Across the 12 Federal Reserve districts, nearly half saw some signs of improvement. Philadelphia, Chicago, San Francisco districts reported a "modest increase," while districts in Boston and Atlanta saw a "moderate rise" in loan volume, according to the Fed's quarterly economic survey known as the Beige Book.
Part of that was due to a spike in business-credit activity, while commercial real estate lending helped boost other districts.
Bankers in the Cleveland district said "demand of business credit grew slightly during the past six weeks.
"No loan category or industry is performing significantly better than others, although many bankers noted that commercial-real-estate lending has picked up," according to the Fed's survey.
In New York, small to medium-sized banks across the districts found reduced demand by consumer loans and home purchases, but amped up demand for commercial mortgages and commercial and industrial loans.
Contacts in the Kansas City district also noted improvement in loan demand.

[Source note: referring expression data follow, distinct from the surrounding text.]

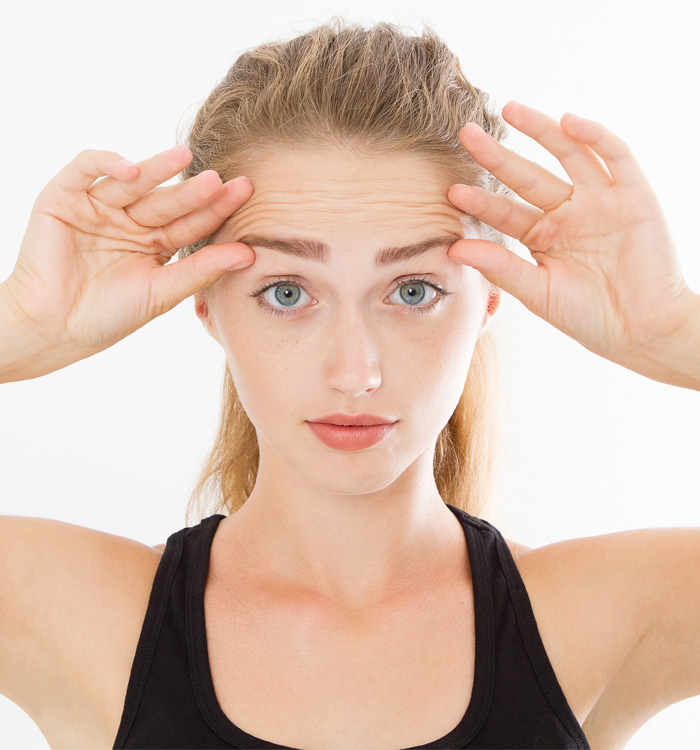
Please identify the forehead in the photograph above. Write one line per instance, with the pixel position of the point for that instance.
(332, 192)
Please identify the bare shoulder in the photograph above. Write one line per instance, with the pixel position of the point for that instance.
(619, 616)
(72, 602)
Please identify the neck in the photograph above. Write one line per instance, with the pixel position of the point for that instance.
(357, 551)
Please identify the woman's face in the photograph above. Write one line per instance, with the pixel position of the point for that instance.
(363, 330)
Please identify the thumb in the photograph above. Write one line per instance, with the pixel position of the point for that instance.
(501, 267)
(175, 282)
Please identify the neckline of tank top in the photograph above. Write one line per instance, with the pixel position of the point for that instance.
(484, 636)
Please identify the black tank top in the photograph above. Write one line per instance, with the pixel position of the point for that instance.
(516, 701)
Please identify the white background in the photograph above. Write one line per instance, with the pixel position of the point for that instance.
(115, 442)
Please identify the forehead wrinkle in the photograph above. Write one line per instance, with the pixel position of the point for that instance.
(319, 252)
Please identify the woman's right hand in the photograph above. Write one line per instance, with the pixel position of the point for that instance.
(92, 265)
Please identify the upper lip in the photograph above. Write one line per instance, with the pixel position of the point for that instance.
(353, 419)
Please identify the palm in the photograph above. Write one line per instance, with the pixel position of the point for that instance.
(90, 269)
(607, 273)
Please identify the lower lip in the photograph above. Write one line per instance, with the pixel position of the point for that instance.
(350, 438)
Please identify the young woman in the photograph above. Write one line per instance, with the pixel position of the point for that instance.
(342, 223)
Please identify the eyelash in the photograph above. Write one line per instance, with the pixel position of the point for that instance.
(442, 293)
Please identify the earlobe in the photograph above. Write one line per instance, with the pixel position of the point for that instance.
(201, 308)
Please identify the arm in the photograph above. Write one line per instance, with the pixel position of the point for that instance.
(24, 353)
(641, 590)
(606, 272)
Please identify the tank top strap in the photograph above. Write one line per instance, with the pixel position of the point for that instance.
(521, 655)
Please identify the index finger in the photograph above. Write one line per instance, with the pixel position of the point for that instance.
(88, 165)
(616, 154)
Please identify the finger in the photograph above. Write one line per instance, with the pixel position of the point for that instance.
(505, 215)
(205, 221)
(524, 281)
(529, 180)
(616, 154)
(579, 161)
(90, 164)
(176, 281)
(165, 204)
(152, 172)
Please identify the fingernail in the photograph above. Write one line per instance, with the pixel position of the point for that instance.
(243, 264)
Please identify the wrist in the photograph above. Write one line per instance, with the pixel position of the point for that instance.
(24, 353)
(676, 359)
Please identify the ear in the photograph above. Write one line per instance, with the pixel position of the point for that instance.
(494, 300)
(201, 308)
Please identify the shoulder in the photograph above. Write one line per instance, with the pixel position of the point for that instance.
(72, 603)
(619, 615)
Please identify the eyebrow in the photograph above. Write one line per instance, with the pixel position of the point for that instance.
(319, 252)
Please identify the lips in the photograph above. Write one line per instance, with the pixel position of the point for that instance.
(360, 420)
(350, 438)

"Bankers reported steady overall loan demand, improved loan quality, and stable deposit levels in November," according to the Fed's survey.

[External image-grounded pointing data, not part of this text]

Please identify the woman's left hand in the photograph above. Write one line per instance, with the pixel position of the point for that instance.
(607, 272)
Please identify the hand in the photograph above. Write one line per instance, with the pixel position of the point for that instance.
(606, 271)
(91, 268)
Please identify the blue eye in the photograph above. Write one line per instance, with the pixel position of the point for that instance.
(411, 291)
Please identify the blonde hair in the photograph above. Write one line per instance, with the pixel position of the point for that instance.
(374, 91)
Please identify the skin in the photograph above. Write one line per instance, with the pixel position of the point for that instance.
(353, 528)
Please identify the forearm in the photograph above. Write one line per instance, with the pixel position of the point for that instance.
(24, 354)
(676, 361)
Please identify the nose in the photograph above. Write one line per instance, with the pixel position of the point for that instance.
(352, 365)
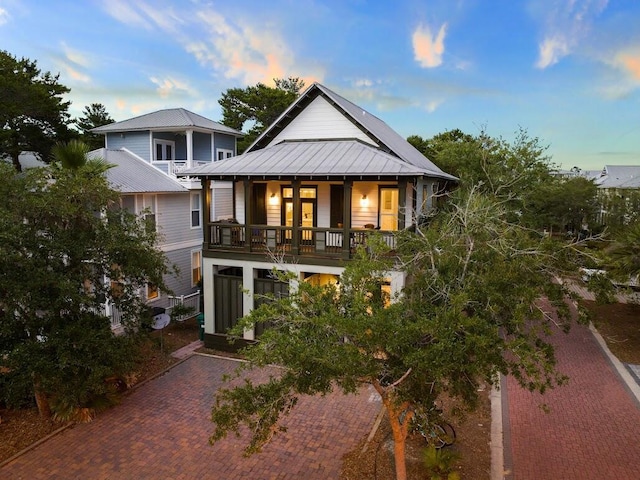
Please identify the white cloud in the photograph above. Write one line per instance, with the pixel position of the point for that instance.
(125, 12)
(428, 48)
(551, 50)
(240, 51)
(565, 24)
(4, 16)
(167, 86)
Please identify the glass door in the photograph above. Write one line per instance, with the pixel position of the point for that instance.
(389, 208)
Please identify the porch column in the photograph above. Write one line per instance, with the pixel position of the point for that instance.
(208, 271)
(402, 204)
(206, 211)
(189, 148)
(248, 220)
(248, 276)
(346, 216)
(297, 218)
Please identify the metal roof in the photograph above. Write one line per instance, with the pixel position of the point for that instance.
(376, 129)
(172, 118)
(132, 174)
(619, 176)
(319, 158)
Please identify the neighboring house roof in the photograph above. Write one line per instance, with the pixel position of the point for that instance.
(27, 160)
(132, 174)
(336, 158)
(619, 176)
(169, 119)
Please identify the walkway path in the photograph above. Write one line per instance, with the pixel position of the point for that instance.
(161, 431)
(593, 428)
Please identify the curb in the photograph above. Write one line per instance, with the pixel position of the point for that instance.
(625, 376)
(497, 439)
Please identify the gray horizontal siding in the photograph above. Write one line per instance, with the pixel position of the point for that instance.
(174, 219)
(202, 147)
(225, 141)
(135, 142)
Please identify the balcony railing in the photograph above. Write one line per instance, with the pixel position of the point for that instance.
(311, 241)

Improvements in loan demand appeared driven by financing for construction projects, bankers in the San Francisco district said.
"Some slower growing regions experienced tepid growth of business investment that held back the pace of lending," in the San Francisco district, according to the Fed's survey.
Separately, some bankers eased lending standards due to aggressive competition for quality loans in the Philadelphia, Richmond, and Atlanta districts, among others.
In the Philadelphia district, "banking contacts continued to express concerns about aggressive competition on rates and terms, suggesting that credit standards have continued to ease slightly," according to the Fed's survey.
Additionally, lower residential mortgage activity was reported in many districts with lenders in Chicago and Atlanta attributing that decline to higher interest rates.
Bankers in the Atlanta district said "mortgage lending and refinancing activity slowed as mortgage interest rates increased."
With residential mortgage activity declining, bankers in the Chicago district noted a rise in consumer borrowing for new purchases and refinancing of autos.
Higher rates also caused a reduction in demand for home refinancing applications in New York, Atlanta, and Dallas.
In the Dallas district, bankers said "loan demand softened across most lines of businesses in the past six weeks" with refinancing continuing to decline.